Christian Leclerc, éco-anthropologue au Cirad, précise : « En moyenne, le nombre d’espèces cultivées par village était de 17. Mais ce chiffre pouvait fluctuer selon l’ancienneté du village, le nombre de langues parlées, ou encore le nombre de paysans membres d’une organisation paysanne. On a identifié plus d’une dizaine de facteurs socio-culturels influençant le nombre d’espèces par village. »

Traduire la complexité des stratégies locales en des termes politiques

« Les législations nationales portent sur les transactions de semences du seul secteur industriel et commercial, le secteur dit “ formel”. Pourtant, d’autres formes d’organisation sont à l’œuvre dans le réseau semencier utilisé par les agriculteurs, souligne Sélim Louafi. Les termes “alternatif” ou encore “informel”, utilisés pour caractériser ces réseaux, masquent une pluralité de pratiques d’approvisionnement en semences et de gestion de la diversité cultivée. Ce sont ces pratiques que nous avons cherché à mettre en lumière à une échelle régionale. Dans le viseur : améliorer les politiques publiques pour qu’elles correspondent à la réalité de terrain. »

Les chercheurs ont ainsi dégagé les tendances régionales des principaux modes d’approvisionnement de semences : l’autoproduction (41 %), les marchés (40 %), puis les dons-échanges (14 %) et les ONG (5 %). Cependant, ces chiffres ne permettent pas de résumer la grande variabilité des pratiques, en fonction par exemple des espèces ou des contextes.

Construire une législation plus inclusive

Les lois et réglementations côtoient souvent des règles dites « informelles », régies notamment par la coutume. En Afrique de l’Ouest, la diversité des pratiques de gestion des semences se traduit ainsi par toute une diversité de « normes », formalisées légalement ou non.

Un volet du projet s’est focalisé sur ces aspects juridiques et économiques. Qui participent à l’élaboration des règles, comment les font-ils évoluer et dans quel but ? L’objectif, à terme, est de faire coïncider cette multitude de règles et de pratiques, en s’assurant d’inclure un maximum de parties prenantes lors des prises de décision.

La recherche, loin d’être neutre dans le débat sur l’accès aux semences

Pour finir, le projet s’est intéressé aux pratiques des organismes de recherche. Ces derniers assument en effet un rôle dans la production de connaissances, mais aussi dans l’accès aux semences, notamment via les banques de gènes.

Pour cela, CoEx a associé sept organisations paysannes d’Afrique de l’Ouest et de France à onze laboratoires de recherche français et ouest-africains. « Nous nous devions d’exprimer par nos propres méthodes de recherche l’ambition d’imaginer des politiques publiques qui prennent en compte toute la diversité des besoins et du vécu des paysans », note Mathieu Thomas, généticien au Cirad et co-coordinateur de CoEx.
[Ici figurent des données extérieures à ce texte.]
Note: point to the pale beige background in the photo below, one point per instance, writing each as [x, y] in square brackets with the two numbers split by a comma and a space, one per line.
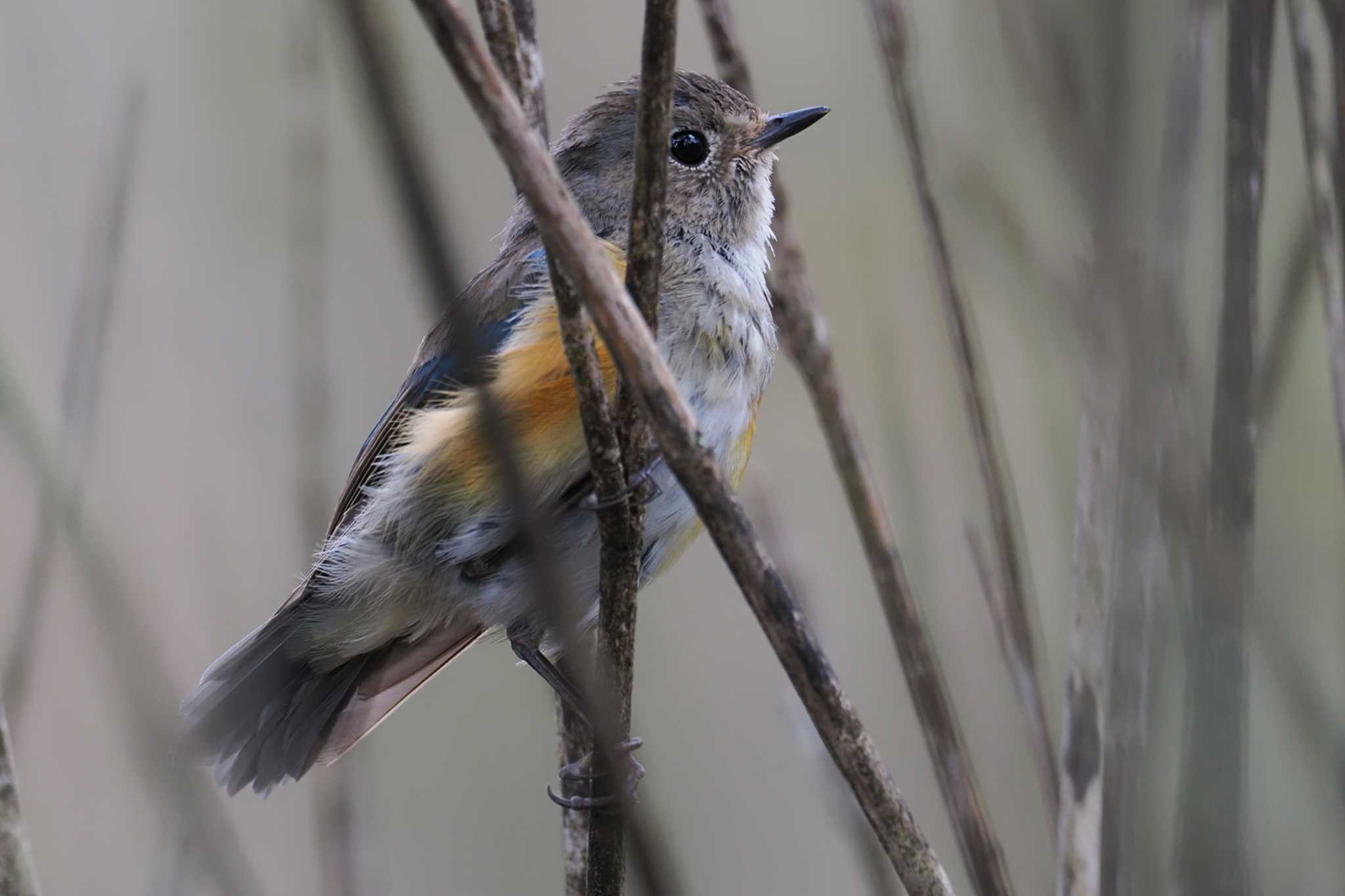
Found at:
[190, 476]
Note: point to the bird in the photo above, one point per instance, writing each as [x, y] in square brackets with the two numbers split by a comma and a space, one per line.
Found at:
[422, 559]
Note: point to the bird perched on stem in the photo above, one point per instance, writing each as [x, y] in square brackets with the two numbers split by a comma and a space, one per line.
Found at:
[423, 557]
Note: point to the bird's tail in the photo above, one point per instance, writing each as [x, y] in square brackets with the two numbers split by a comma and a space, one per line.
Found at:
[263, 712]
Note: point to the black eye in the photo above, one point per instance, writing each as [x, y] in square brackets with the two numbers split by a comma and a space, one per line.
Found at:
[689, 147]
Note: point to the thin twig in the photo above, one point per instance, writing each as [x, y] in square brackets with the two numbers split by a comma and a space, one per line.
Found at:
[549, 589]
[1273, 362]
[1016, 662]
[18, 876]
[623, 551]
[575, 743]
[79, 379]
[530, 66]
[1214, 805]
[502, 38]
[794, 300]
[1020, 606]
[1327, 213]
[137, 668]
[674, 425]
[575, 739]
[873, 863]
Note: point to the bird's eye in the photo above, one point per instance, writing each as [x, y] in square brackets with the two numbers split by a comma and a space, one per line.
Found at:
[689, 147]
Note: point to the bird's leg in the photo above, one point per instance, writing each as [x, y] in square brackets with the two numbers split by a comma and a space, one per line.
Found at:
[527, 651]
[595, 501]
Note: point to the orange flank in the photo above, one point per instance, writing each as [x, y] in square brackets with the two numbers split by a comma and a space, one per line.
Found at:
[533, 383]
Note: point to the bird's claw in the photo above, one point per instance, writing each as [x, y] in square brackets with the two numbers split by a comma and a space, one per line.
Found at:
[594, 501]
[583, 770]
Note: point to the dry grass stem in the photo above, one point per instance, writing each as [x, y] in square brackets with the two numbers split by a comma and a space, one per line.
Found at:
[139, 672]
[1019, 667]
[1278, 347]
[623, 548]
[1327, 213]
[1214, 802]
[1138, 492]
[79, 378]
[18, 876]
[640, 363]
[805, 335]
[1009, 558]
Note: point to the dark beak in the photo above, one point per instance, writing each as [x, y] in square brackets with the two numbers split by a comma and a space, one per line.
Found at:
[786, 125]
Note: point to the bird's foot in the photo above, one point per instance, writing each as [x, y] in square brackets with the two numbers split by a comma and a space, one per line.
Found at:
[595, 501]
[584, 770]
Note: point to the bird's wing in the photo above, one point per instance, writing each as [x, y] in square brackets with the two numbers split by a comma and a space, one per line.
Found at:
[443, 364]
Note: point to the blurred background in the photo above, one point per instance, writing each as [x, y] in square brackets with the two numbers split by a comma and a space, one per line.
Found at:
[191, 479]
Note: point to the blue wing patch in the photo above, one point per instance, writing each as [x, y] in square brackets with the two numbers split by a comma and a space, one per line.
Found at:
[445, 371]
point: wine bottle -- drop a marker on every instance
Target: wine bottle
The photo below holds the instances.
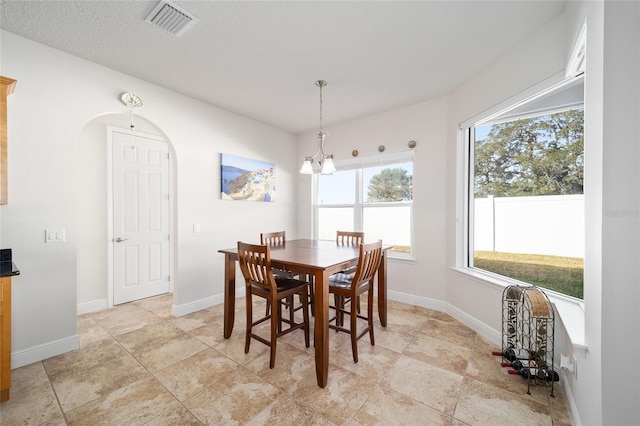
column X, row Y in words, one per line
column 539, row 373
column 512, row 354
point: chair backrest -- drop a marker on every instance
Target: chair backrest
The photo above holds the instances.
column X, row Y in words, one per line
column 255, row 264
column 349, row 238
column 368, row 262
column 273, row 238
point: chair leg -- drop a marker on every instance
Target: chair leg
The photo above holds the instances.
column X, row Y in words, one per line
column 339, row 304
column 275, row 323
column 247, row 339
column 354, row 329
column 370, row 315
column 312, row 296
column 290, row 303
column 305, row 316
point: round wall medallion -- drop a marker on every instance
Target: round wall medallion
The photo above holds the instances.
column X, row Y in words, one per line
column 131, row 100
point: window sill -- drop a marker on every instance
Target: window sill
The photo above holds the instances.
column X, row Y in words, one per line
column 570, row 311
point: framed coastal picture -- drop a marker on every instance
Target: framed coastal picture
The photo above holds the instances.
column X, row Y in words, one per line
column 246, row 179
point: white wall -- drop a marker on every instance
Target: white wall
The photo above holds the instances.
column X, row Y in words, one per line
column 539, row 57
column 606, row 389
column 423, row 280
column 57, row 157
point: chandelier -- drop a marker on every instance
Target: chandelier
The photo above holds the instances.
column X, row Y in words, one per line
column 319, row 162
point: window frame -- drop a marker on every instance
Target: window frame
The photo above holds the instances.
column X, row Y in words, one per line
column 358, row 165
column 465, row 187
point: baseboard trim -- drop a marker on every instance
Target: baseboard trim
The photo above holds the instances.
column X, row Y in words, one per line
column 92, row 306
column 44, row 351
column 196, row 305
column 494, row 336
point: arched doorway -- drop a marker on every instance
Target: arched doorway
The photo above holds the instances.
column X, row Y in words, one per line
column 94, row 241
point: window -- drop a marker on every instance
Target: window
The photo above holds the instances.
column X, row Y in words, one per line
column 525, row 209
column 370, row 196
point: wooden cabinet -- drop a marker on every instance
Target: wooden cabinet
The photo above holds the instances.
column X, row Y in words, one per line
column 5, row 337
column 7, row 85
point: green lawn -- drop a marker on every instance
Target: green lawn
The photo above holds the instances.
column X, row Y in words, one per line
column 561, row 274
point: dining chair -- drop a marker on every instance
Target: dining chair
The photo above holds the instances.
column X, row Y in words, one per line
column 255, row 264
column 349, row 237
column 279, row 238
column 352, row 238
column 347, row 287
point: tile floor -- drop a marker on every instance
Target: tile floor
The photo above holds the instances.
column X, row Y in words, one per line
column 139, row 365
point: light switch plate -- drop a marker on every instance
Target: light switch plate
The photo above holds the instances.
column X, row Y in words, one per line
column 54, row 236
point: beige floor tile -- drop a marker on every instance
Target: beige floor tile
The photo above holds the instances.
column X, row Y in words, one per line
column 393, row 337
column 124, row 318
column 152, row 336
column 90, row 332
column 388, row 407
column 235, row 398
column 339, row 401
column 140, row 365
column 174, row 350
column 176, row 416
column 292, row 364
column 197, row 319
column 484, row 404
column 134, row 404
column 233, row 347
column 287, row 411
column 426, row 383
column 441, row 353
column 80, row 377
column 449, row 330
column 186, row 378
column 32, row 400
column 374, row 362
column 159, row 305
column 211, row 333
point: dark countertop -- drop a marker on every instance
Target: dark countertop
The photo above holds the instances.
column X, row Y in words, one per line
column 8, row 269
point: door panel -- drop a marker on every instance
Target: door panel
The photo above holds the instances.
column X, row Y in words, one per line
column 141, row 257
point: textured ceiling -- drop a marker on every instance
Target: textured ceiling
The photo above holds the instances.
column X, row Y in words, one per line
column 261, row 59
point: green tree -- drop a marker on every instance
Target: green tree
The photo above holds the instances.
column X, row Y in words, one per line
column 390, row 185
column 536, row 156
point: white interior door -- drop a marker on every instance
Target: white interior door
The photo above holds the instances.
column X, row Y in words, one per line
column 141, row 257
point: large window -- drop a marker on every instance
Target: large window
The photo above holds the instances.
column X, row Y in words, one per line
column 374, row 197
column 525, row 191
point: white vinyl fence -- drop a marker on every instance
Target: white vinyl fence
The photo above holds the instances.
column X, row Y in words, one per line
column 552, row 224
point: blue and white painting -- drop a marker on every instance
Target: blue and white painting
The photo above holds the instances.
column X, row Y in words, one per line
column 246, row 179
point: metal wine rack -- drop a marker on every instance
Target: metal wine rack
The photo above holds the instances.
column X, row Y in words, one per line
column 528, row 328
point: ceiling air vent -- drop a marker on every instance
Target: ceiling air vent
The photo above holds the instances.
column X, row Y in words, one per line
column 171, row 18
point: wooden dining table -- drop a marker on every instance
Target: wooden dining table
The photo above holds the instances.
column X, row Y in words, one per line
column 319, row 259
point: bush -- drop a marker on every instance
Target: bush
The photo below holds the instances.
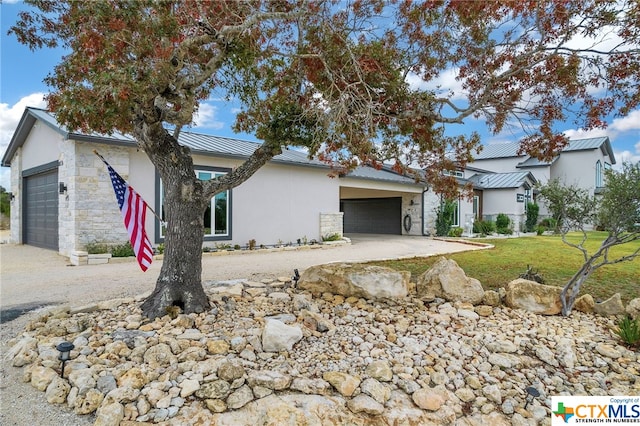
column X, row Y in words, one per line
column 455, row 232
column 332, row 237
column 502, row 224
column 532, row 217
column 629, row 331
column 96, row 248
column 484, row 227
column 549, row 223
column 122, row 250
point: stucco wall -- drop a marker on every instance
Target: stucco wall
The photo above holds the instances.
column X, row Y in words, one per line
column 498, row 201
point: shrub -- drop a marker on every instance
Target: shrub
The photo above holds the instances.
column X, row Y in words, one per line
column 629, row 331
column 455, row 232
column 122, row 250
column 484, row 227
column 502, row 224
column 549, row 223
column 97, row 248
column 532, row 217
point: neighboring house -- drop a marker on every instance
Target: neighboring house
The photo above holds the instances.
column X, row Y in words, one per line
column 63, row 198
column 581, row 163
column 504, row 180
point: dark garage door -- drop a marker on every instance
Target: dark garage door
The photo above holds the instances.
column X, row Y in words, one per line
column 41, row 210
column 372, row 215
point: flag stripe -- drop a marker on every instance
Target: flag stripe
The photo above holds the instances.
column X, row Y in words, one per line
column 134, row 212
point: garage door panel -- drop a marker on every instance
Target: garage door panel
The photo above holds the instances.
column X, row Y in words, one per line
column 41, row 210
column 372, row 215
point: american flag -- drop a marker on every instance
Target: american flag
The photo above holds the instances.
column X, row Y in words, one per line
column 134, row 212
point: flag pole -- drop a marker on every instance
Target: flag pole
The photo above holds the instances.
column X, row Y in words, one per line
column 162, row 222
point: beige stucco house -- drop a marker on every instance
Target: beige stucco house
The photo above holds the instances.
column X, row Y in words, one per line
column 62, row 198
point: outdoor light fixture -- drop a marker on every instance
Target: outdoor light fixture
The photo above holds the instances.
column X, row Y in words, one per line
column 65, row 349
column 532, row 393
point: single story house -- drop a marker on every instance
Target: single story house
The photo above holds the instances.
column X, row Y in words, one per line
column 62, row 197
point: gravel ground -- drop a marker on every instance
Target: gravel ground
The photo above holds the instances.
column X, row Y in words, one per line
column 33, row 278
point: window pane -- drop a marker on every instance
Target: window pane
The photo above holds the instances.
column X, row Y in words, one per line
column 204, row 175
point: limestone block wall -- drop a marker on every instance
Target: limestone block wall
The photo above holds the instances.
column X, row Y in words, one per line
column 431, row 203
column 412, row 207
column 331, row 223
column 91, row 214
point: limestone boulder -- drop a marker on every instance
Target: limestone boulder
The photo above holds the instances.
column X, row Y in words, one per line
column 447, row 280
column 278, row 336
column 633, row 308
column 355, row 280
column 533, row 297
column 584, row 303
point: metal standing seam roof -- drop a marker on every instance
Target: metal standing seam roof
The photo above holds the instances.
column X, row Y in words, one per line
column 501, row 180
column 507, row 150
column 371, row 173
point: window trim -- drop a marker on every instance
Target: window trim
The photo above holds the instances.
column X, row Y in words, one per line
column 198, row 168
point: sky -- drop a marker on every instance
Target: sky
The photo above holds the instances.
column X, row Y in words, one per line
column 21, row 85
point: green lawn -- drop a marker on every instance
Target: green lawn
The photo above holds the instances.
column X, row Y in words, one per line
column 553, row 259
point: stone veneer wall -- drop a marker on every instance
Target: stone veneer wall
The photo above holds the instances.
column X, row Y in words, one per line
column 331, row 223
column 431, row 205
column 414, row 211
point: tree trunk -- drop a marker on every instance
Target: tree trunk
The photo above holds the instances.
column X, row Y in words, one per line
column 179, row 283
column 573, row 286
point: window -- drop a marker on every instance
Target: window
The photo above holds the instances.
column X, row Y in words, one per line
column 599, row 174
column 476, row 207
column 455, row 220
column 217, row 216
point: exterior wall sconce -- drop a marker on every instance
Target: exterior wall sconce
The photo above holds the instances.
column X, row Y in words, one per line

« La recherche n’est pas neutre en tant que partie prenante dans ce débat sur la diversité des systèmes semenciers, ajoute Sélim Louafi. CoEx a interrogé ce rôle, afin de remédier aux inégalités habituellement à l’œuvre, à la fois dans les collaborations de recherche entre paysans et scientifiques, mais aussi dans les systèmes de gouvernance des banques de gènes. »

Le manque de collaboration entre instituts de recherche et organisations paysannes est parfois source de méfiances. L’expérience de CoEx a pourtant démontré toute la richesse des échanges pour les deux parties. Les membres du projet espèrent par exemple que ces enseignements feront évoluer les pratiques de gestion des banques de gènes, pour des collaborations plus ouvertes avec les organisations paysannes.

Un manuel pour une collaboration juste entre scientifiques et paysans
Relations non équitables, blocages administratifs dans le partage des ressources, tensions… Les instituts de recherche sont souvent mal équipés pour travailler avec les organisations paysannes. CoEx a ainsi voulu se faire un laboratoire vivant de nouvelles pratiques, plus justes et collaboratives. Cette démarche a donné naissance à un manuel de recommandations pour améliorer leurs relations. Tordre le cou aux idées reçues, ouvrir des espaces de discussion où paysans et chercheurs se sentent à l’aise pour partager informations et compétences… Ce manuel participe in fine à enrichir les travaux de recherche, tout en légitimant les savoirs et attentes des organisations paysannes.